Fueron los liberales quienes se propusieron un programa de
transformaciones para impulsar el paso de la colonialidad feudal a la
modernización capitalista. Pero el proyecto liberal estaba construido sobre los
falsos pilares del positivismo, en boga en América Latina, para el que
todo lo europeo era ideal, y toda la causa de nuestros males era
cultural, racial y hasta geográfica y climática.
Justo Arosemena, positivista por excelencia, consideraba que la
población panameña era “apática por naturaleza”, al estar compuesta por “las
tres razas más indolentes” (india, negra e hispana). De allí que la imaginario
de la nación excluyera a indígenas y negros, aunque hizo de los hispanos
azuerenses y su cultura el centro de la panameñidad. Algunos gobiernos incluso
intentaron fomentar la migración europea para lograr el blanqueamiento de la
población.
Los liberales, especialmente bajo los gobiernos de Porras,
sentaron las bases institucionales del Estado moderno, pero solo a medio camino
–nos recuerda Pizzurno–, porque –y este es el tema del libro– la clase
dominante tuvo miedo de construir la modernidad que se proponía, por temor a
las demandas sociales, económicas y políticas que las masas populares exigirían
de acceder a educación, salud y a un régimen verdaderamente democrático.
Prefirieron mantener una república oligárquica y controlada entre
primos.
De manera que el gran proyecto liberal se fue quedando a medio
camino. La educación, principal vehículo de la “civilización” y la “modernidad”

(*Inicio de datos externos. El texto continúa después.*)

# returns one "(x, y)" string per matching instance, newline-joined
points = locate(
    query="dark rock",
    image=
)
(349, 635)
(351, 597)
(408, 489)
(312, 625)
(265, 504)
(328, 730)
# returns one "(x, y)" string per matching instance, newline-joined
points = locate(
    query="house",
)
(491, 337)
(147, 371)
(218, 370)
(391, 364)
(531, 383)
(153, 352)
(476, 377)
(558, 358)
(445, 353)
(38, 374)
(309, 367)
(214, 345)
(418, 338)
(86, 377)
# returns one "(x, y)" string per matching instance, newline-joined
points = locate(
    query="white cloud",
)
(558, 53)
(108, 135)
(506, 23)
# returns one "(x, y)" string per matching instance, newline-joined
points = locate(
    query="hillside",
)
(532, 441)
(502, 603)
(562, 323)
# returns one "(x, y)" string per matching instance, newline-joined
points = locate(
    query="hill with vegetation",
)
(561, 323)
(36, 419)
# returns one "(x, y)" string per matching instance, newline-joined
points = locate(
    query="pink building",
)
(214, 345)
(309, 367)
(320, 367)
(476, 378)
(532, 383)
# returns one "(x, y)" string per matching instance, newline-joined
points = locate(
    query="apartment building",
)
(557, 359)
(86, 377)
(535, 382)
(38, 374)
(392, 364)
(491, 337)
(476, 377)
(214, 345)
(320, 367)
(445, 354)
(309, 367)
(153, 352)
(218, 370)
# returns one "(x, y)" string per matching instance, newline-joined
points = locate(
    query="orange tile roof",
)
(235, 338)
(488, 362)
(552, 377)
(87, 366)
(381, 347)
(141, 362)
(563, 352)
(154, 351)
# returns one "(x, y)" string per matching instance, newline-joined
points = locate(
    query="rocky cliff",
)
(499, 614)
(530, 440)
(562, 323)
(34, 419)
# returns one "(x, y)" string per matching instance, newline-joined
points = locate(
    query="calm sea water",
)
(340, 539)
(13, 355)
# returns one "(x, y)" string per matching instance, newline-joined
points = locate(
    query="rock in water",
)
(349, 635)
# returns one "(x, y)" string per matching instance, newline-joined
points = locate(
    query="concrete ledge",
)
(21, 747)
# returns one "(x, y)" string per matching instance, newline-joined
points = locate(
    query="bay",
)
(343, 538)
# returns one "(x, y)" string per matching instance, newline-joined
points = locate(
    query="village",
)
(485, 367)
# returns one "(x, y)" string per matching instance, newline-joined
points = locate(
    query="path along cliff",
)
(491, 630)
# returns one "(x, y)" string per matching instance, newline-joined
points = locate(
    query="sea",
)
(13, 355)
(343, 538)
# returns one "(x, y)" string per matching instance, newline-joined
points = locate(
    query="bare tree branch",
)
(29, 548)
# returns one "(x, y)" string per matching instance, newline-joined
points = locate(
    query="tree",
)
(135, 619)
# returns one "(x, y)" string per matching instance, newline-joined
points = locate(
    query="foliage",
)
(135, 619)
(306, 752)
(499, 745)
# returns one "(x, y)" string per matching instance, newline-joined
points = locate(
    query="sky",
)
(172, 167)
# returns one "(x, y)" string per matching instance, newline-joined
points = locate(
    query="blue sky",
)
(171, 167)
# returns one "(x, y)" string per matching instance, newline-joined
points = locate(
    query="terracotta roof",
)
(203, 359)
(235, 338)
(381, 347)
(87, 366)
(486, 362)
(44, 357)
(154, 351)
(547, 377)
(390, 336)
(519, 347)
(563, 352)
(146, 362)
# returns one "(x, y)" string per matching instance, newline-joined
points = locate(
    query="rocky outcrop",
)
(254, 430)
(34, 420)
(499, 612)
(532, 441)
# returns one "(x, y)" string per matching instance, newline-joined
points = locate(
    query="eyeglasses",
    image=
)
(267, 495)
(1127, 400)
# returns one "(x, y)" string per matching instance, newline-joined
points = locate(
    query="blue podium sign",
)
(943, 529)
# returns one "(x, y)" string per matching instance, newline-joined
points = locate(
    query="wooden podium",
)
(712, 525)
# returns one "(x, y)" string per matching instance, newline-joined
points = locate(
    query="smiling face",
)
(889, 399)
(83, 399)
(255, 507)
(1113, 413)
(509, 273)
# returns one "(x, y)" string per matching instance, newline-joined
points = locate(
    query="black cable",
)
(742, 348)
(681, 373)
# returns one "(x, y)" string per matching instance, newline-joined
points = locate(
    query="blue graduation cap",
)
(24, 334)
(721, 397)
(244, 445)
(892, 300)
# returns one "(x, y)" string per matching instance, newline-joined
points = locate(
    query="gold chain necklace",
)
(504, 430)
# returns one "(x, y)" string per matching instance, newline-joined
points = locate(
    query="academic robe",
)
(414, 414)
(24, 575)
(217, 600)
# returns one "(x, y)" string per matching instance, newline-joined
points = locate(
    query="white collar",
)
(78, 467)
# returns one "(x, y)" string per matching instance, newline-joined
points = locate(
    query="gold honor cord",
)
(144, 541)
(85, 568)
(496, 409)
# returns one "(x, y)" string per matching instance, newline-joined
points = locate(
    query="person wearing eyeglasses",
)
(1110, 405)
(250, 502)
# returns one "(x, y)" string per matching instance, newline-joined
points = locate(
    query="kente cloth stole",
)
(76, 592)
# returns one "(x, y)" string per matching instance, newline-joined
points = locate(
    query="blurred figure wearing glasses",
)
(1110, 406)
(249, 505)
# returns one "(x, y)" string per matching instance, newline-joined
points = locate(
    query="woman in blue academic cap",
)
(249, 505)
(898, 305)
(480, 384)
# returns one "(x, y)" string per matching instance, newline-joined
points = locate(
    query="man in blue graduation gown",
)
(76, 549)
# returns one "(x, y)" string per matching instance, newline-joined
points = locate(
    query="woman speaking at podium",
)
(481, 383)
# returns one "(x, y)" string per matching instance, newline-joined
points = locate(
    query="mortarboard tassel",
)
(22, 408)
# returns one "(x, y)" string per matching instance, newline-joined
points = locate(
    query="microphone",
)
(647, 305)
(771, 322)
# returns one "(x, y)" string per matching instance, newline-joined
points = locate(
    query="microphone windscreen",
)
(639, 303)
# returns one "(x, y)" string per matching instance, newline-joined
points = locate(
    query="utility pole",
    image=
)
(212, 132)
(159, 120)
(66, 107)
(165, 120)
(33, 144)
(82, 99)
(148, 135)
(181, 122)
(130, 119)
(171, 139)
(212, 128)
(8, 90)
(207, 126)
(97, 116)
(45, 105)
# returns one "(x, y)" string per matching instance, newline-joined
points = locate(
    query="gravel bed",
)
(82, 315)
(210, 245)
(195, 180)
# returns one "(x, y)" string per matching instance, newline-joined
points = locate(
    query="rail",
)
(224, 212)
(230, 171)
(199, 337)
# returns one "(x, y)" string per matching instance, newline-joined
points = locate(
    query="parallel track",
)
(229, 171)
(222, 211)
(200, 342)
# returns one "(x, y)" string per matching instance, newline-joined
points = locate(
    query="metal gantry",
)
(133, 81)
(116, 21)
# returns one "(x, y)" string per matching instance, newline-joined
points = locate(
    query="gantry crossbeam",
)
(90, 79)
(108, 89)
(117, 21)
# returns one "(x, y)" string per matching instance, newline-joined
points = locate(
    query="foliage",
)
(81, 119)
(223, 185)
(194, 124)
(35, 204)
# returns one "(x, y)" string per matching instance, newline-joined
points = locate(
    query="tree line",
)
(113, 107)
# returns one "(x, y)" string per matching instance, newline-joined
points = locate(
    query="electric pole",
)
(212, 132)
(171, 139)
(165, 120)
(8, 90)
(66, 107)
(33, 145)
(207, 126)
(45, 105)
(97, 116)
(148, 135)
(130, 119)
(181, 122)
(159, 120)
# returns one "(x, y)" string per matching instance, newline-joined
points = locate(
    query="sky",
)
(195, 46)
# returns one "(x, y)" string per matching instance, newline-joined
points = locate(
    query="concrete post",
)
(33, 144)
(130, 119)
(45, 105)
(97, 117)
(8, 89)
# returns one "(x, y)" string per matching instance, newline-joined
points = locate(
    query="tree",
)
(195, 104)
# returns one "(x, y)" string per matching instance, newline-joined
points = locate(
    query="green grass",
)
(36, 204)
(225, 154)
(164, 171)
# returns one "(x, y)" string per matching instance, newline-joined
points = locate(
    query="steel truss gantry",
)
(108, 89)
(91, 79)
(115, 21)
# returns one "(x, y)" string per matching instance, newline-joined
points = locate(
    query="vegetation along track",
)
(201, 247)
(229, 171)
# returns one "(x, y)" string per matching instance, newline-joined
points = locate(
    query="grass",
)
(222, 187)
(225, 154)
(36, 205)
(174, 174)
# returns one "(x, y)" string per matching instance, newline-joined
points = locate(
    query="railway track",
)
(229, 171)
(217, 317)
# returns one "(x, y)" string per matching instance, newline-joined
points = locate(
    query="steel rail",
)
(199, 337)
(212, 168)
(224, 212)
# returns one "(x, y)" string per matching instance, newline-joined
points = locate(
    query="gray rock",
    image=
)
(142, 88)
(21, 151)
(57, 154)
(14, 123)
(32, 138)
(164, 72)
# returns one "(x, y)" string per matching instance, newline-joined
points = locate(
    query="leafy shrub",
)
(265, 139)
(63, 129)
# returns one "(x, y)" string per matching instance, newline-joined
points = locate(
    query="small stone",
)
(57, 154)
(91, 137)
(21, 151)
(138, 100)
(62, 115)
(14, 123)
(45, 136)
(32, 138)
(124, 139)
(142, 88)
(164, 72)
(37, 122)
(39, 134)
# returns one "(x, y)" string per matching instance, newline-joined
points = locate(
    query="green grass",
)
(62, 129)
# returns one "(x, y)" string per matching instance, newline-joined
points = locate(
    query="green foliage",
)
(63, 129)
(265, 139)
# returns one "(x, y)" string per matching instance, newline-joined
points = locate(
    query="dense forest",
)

no llegó a todos, y cuando lo hizo fue en escuelas deficientes y maestros mal
formados.
La democracia representativa y la separación de los poderes, se
quedaron en el papel, pues siguió imperando el gamonalismo, el clientelismo y
la compra de votos. El Estado era visto por las élites y sus políticos como la
forma de acrecentar sus fortunas.
¡Cuán poco hemos cambiado, 100 años después!